L’exposition Love Songs, Photographies de l’intime habille les murs de la Maison Européenne de la Photographique jusqu’au 21 août. Véritable voyage sentimental, elle réunit des images datant des années 1950 à nos jours et présente la façon dont la photographie peut écrire le récit d’une relation amoureuse. En diversifiant les représentations de schémas amoureux, les artistes plongent les visiteurs dans les fragments de leur intimité.
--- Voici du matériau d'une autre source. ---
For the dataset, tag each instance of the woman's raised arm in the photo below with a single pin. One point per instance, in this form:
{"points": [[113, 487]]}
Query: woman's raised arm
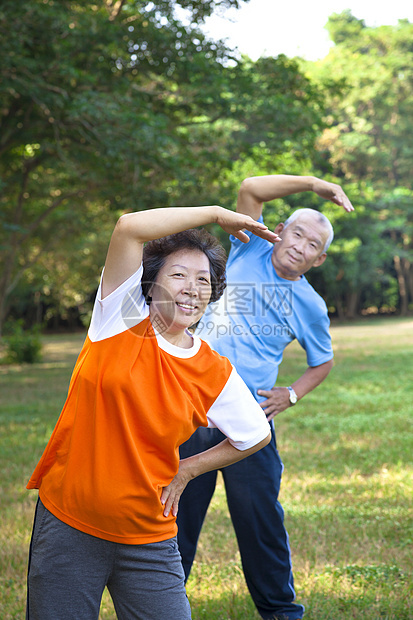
{"points": [[134, 229]]}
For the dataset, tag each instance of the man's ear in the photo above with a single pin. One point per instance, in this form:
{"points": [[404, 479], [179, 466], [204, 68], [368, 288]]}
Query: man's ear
{"points": [[279, 228], [320, 260]]}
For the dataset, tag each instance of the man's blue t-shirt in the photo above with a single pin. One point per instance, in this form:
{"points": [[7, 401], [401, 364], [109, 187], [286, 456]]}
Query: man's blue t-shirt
{"points": [[260, 313]]}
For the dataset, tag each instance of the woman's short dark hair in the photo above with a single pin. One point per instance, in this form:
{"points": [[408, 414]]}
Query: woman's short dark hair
{"points": [[156, 251]]}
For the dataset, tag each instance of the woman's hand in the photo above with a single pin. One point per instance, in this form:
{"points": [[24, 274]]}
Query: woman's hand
{"points": [[171, 494], [235, 223]]}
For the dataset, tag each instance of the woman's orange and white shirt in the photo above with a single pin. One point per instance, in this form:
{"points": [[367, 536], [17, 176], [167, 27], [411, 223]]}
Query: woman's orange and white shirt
{"points": [[133, 399]]}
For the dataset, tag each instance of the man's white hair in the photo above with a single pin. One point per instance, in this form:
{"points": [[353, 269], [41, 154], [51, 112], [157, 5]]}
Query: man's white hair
{"points": [[321, 219]]}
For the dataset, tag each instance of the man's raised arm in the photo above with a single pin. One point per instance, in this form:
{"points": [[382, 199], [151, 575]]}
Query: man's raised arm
{"points": [[254, 191]]}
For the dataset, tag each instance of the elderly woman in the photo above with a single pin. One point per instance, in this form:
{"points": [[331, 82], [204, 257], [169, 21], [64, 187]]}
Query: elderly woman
{"points": [[110, 477]]}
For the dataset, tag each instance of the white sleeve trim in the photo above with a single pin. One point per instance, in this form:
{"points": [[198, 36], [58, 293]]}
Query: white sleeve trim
{"points": [[124, 308], [237, 415]]}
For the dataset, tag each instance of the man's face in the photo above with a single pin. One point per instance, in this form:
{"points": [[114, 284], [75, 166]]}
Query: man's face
{"points": [[301, 246]]}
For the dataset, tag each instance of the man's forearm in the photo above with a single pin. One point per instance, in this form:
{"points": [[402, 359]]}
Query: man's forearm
{"points": [[312, 377], [254, 191]]}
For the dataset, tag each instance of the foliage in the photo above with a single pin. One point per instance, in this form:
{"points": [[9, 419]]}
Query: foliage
{"points": [[113, 106], [368, 81], [347, 485], [23, 346]]}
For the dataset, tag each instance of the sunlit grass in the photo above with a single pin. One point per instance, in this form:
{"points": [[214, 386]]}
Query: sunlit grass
{"points": [[347, 487]]}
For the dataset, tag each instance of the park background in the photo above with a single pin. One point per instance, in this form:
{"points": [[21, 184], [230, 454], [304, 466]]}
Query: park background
{"points": [[118, 105]]}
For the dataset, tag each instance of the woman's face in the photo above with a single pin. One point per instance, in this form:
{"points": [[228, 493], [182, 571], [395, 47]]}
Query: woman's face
{"points": [[181, 292]]}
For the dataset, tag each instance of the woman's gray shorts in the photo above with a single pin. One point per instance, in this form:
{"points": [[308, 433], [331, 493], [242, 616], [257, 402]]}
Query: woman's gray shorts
{"points": [[68, 571]]}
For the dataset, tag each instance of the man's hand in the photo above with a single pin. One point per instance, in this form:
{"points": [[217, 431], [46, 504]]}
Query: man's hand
{"points": [[333, 192], [278, 400]]}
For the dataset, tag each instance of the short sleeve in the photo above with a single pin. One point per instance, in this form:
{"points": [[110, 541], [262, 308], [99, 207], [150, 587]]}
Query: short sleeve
{"points": [[316, 341], [237, 414], [124, 308]]}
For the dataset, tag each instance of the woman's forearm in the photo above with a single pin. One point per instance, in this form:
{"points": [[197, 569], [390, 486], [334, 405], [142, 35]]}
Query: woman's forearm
{"points": [[219, 456]]}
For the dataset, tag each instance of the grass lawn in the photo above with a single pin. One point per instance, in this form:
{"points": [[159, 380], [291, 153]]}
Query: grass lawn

Face A / Face B : deux volets pour explorer l’amour
À la manière d’un best of musical, l’exposition est conçue en deux temps : la première partie, Face A, regroupe des séries réalisées entre 1950 et 2000 tandis que la deuxième partie, Face B, regroupe des séries des années 2000 à aujourd’hui. Qu’elle que soit l’époque et le caractère personnel que revêt l’expérience amoureuse, il émane une certaine universalité des images. La MEP devenue sanctuaire de l’amour pare ses murs de clichés qui racontent, tour à tour, les premiers émois d’une relation, des événements marquants comme le mariage, la lune de miel ou encore la séparation et les derniers jours partagés avec l’être aimé…
L’entrée en matière se fait avec l’ardente série L’œil de l’amour (1952) de René Groebli qui transforme son voyage de noce avec Ritä Dürmüller en délicat poème visuel. L’essence de leur relation se traduit par une vision sensuelle empreinte de respect et d’admiration. Ces scènes vont faire écho à d’autres séries qui présentent aussi des instants capturés dans des chambres, comme c’est le cas pour la série d’Alix Cléo Roubaud (Sans Titre, 1980-1981) qui semble collectionner les images du quotidien partagé avec l’homme qu’elle aime, ou encore celle de Nan Goldin (The Ballad of Sexual Dependency, 1973-1986) qui oscille entre pratique documentaire et journal intime.
Dans la pluralité des interprétations qu’elle propose, l’exposition Love Songs donne également à voir des séries réalisées en tandem amoureux qui permettent de saisir l’intensité d’un processus créatif conçu à deux. En témoigne Personal Letters (2000), première collaboration de RongRong&inri où les images sont associées à des mots doux échangés, fruits d’une correspondance épistolaire enflammée.
Pour une réflexion autour l’image photographique
Bien plus qu’une succession d’images rassemblées autour de la même thématique, Love Songs interroge l’essence même de la photographie et le pouvoir mémoriel qu’elle exerce. En effet, les photographes traduisent les émotions vécues à un instant T et partagent avec les visiteurs ce qu’ils traversent, ce qui les habitent. Hervé Guibert, Larry Clark ou encore Lien Zhipeng racontent visuellement ce à quoi ressemblent des relations différentes qu’ils entretiennent. Qu’elles dépeignent des personnages isolés ou des proches dont la sexualité est capturée de façon ludique et sans contrainte, chacune des séries se construit autour de paysages émotionnels communs.
La pluralité des regards sur le sentiment amoureux est alors frappante puisque les artistes parviennent à transmettre leur propre perception des liens entretenus avec leur(s) bien aimé(es). À la manière du voyage sentimental tel que Nobuyoshi Araki le présente ou encore les Fragments d’un discours amoureux de Roland Barthes, l’amour tel qu’il est ici donné à voir, renvoie ainsi à une multitude d’histoires à la fois privées et publiques.
L’image photographique agit comme le support de cette transmission de récits, tantôt sublimés par des procédés techniques spécifiques – tel que le grain, le traitement des ombres et des lumières ou encore le cadrage -, tantôt exposés sans artifice. Un écho collectif que les artistes mettent à la disposition du public. En dévoilant ces scènes de vie, ils tissent en réalité un lien entre leur histoire et celles des spectateurs, et alimentent ainsi cette idée forte du partage et du don de soi inhérente à l’art.
> L’exposition Love Songs. Photographie de l’intime est visible jusqu’au 21 août 2022 à la Maison Européenne de la photographie.